I had hoped that I'd be able to obtain some Encens Flamboyant on Ebay by 9:00pm today, but the expert bidders will outdo me by a penny every time. I have never won any auction on that site. Maybe someday this particular Annick Goutal will wind up on one of the big perfume discounter's sites, but I suspect that by then, I'll have moved on to loving some other incense fragrance.

Painting note: Giovanni Bellini
Naked Young Woman in Front of a Mirror 1515

Monday, March 2, 2009

Yet another side blog


I've had a side blog before and I let it go. Well, I started another one a few weeks ago. It's called "Just looking." You'll see it in my blogroll - see, I'm a fan!

The only reason I'm doing this is because if I have a blog "on Sugar", I have access to all the Getty images that are copyrighted. I thought perhaps I'd move this blog other there, but Sugar is just not as good as Blogger.

Not much to check out on that site yet. A few more pics of Dior's stunning red gown that I've posted about here. An interesting black gown by an unknown designer (and if anyone knows who, please leave a comment). And three bottles of Annick Goutal's Encens Flamboyant. They do have a great image editor, but I haven't quite figured it out yet.

Image note: Portrait Of A Lady In A Yellow And Black Gown Adorned With Lilies Holding A Black Bird, 1901, by Ilya Efimovich Repin
The new blog is about fashion and art. I stay rather mum. Sounds impossible? Not in the least.

Sunday, September 14, 2008

Perfume lust


If any of you happen to have 750 bucks that you are dying to get rid of, I really would like Annick Goutal's Les Orientalistes, a trio of three new perfumes. If that's a bit steep, I'll settle for the three without the leather gift box. That'll be three times one hundred and seventy five, which is, uh, um. . .well, three times one hundred and seventy five. . .(there's no calculator on this PC). . .here's the way I do it in my head:
150 times 3 is 100 times 3 (300) and 75 times 3, which is 50 times 3 (150) plus 75. . .so we have 300 + 150, which is 450 plus 50 (500) plus 25, which equals 525. Is that right? Okay, I got the calculator and it is indeed correct. Now you have a good idea about why it takes me so long to do math without a pen or paper, if I can even remember what the heck I was trying to calculate (or if you could even follow that or wished to).

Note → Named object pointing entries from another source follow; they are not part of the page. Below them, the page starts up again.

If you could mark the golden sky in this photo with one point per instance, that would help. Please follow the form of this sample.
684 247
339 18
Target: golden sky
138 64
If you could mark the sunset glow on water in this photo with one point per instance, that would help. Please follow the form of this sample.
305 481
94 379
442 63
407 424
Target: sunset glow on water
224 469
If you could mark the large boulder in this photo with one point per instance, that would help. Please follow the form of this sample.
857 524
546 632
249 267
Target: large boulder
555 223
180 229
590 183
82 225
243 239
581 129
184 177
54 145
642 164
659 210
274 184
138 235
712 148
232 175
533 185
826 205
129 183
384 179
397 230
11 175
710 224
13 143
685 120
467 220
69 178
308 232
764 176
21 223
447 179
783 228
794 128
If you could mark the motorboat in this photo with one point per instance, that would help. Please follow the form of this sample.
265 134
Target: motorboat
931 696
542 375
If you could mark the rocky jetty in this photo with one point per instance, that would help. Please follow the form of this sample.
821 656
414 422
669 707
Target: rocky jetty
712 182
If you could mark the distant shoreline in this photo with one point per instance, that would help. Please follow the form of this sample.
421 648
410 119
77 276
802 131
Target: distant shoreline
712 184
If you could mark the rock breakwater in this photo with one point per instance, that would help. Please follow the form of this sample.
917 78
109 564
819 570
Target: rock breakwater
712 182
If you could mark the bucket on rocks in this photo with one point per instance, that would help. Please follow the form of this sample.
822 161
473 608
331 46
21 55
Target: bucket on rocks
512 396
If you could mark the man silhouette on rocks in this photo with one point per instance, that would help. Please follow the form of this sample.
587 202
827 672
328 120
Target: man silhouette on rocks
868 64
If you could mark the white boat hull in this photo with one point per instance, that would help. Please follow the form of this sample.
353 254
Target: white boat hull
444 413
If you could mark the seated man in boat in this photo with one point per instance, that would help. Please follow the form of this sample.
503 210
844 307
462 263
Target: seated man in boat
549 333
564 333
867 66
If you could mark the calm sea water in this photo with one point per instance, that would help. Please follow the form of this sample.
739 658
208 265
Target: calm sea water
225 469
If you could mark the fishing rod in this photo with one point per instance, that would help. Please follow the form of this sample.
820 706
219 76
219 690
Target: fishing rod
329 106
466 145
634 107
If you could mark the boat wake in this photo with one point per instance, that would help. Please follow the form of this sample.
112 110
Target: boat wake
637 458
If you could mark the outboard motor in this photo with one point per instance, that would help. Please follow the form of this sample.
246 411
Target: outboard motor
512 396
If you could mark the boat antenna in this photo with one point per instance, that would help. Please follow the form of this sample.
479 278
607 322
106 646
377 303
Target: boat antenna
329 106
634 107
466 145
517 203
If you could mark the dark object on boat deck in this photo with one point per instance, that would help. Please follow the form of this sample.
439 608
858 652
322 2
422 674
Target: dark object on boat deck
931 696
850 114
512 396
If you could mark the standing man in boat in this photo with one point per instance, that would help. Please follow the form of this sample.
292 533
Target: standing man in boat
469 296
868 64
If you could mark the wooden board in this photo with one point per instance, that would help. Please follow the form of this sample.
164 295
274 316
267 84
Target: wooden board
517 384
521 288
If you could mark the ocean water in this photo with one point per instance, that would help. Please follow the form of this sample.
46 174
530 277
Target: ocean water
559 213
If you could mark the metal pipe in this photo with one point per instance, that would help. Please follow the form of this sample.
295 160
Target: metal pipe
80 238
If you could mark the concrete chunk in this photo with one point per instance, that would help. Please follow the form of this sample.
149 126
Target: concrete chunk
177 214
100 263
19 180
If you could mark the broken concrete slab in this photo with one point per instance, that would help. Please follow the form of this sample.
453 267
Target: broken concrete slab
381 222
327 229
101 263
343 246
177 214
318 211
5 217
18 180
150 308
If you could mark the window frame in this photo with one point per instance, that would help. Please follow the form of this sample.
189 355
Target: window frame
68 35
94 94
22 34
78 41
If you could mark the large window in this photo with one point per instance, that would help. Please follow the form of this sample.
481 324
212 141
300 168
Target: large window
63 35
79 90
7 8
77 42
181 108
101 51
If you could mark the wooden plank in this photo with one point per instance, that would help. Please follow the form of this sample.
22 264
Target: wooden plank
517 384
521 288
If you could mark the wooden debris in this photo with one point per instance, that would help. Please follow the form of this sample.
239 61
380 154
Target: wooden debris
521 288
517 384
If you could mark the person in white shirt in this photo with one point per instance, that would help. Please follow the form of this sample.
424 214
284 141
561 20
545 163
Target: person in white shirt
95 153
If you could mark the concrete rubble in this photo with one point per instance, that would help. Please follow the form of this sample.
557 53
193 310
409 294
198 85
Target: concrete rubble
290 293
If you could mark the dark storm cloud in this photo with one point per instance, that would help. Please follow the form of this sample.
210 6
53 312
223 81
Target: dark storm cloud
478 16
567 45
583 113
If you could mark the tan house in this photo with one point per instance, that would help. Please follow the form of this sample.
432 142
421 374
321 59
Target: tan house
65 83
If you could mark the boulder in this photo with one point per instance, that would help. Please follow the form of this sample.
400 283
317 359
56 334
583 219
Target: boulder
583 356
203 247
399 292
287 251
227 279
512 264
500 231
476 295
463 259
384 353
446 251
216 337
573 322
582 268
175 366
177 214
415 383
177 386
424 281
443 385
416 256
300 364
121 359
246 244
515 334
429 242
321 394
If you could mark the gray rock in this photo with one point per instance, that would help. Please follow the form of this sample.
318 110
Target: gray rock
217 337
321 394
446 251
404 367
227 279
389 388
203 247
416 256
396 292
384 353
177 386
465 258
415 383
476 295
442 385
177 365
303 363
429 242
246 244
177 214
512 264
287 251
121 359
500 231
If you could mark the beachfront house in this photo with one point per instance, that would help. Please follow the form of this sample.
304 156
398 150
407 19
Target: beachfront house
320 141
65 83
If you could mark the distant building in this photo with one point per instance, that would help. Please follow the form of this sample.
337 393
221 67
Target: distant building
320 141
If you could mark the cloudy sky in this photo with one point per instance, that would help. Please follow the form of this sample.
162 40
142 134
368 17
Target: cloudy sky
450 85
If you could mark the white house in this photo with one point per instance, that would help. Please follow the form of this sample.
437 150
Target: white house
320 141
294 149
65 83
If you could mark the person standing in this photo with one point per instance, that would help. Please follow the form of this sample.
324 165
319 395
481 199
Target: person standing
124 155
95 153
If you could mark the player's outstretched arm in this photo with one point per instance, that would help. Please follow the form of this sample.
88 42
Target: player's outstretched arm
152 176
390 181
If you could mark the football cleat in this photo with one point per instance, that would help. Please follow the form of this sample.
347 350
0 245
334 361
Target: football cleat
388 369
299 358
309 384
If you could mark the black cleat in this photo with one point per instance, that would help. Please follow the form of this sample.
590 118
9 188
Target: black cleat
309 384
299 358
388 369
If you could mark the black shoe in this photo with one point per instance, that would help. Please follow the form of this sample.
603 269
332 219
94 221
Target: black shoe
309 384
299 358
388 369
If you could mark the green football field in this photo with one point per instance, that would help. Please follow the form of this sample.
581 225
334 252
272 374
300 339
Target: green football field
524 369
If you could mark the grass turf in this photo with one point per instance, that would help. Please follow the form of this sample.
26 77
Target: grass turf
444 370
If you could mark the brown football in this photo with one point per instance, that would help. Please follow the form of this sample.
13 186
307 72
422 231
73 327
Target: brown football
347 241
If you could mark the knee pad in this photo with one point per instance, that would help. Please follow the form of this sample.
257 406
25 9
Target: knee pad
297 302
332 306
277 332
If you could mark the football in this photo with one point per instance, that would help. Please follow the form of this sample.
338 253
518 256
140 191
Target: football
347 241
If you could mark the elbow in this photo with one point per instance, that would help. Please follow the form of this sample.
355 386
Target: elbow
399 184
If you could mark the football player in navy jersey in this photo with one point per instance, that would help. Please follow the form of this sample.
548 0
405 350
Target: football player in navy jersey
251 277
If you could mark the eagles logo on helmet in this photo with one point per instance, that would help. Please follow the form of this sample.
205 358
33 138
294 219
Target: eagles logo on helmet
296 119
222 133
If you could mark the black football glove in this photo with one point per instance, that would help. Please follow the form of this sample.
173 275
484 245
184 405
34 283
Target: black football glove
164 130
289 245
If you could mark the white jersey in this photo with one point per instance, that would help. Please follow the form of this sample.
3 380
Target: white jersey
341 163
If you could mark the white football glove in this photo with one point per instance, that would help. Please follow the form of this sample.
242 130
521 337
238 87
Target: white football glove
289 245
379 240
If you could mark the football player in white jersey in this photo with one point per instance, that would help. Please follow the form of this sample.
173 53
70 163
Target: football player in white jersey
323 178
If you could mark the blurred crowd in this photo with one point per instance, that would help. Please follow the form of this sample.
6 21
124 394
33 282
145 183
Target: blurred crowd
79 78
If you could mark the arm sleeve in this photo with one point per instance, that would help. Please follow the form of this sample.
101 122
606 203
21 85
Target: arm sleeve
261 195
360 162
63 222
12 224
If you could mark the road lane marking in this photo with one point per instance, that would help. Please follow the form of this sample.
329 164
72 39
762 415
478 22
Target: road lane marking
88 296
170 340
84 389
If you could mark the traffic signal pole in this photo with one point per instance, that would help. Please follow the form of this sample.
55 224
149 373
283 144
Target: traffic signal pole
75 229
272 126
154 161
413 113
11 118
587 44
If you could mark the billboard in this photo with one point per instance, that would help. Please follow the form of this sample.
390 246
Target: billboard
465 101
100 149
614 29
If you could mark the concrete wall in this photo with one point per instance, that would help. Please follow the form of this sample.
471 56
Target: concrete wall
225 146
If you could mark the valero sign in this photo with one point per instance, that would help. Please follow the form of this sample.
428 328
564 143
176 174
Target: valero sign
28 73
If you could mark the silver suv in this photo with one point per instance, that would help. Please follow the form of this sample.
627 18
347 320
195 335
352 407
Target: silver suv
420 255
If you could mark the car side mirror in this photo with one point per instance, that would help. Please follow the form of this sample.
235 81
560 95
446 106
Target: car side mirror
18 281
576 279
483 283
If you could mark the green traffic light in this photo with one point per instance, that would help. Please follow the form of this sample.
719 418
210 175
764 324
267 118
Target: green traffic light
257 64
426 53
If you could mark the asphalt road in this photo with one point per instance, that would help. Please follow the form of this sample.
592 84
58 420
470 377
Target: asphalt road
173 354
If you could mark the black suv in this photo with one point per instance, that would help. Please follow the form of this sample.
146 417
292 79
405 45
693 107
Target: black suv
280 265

Unfortunately for me, I am on the Aedes de Venustas mailing list, and so tonight I get the big announcement that these new Goutal fragrances are out. They sound luscious. Just their names are drool producing (oh, I know that's not a nice image for ya): Ambre Fetiche, Encens Flamboyant (which just reading about almost hurts, it sounds so beautiful), and Myrrhe Ardente. . .oh, please! Why don't they sell them in small sizes? ". . .Frankincense deliciously burnt and warmed by woody balsam fir. . ." Oh, my heart aches! My nostrils are flaring! If this isn't lust, what is?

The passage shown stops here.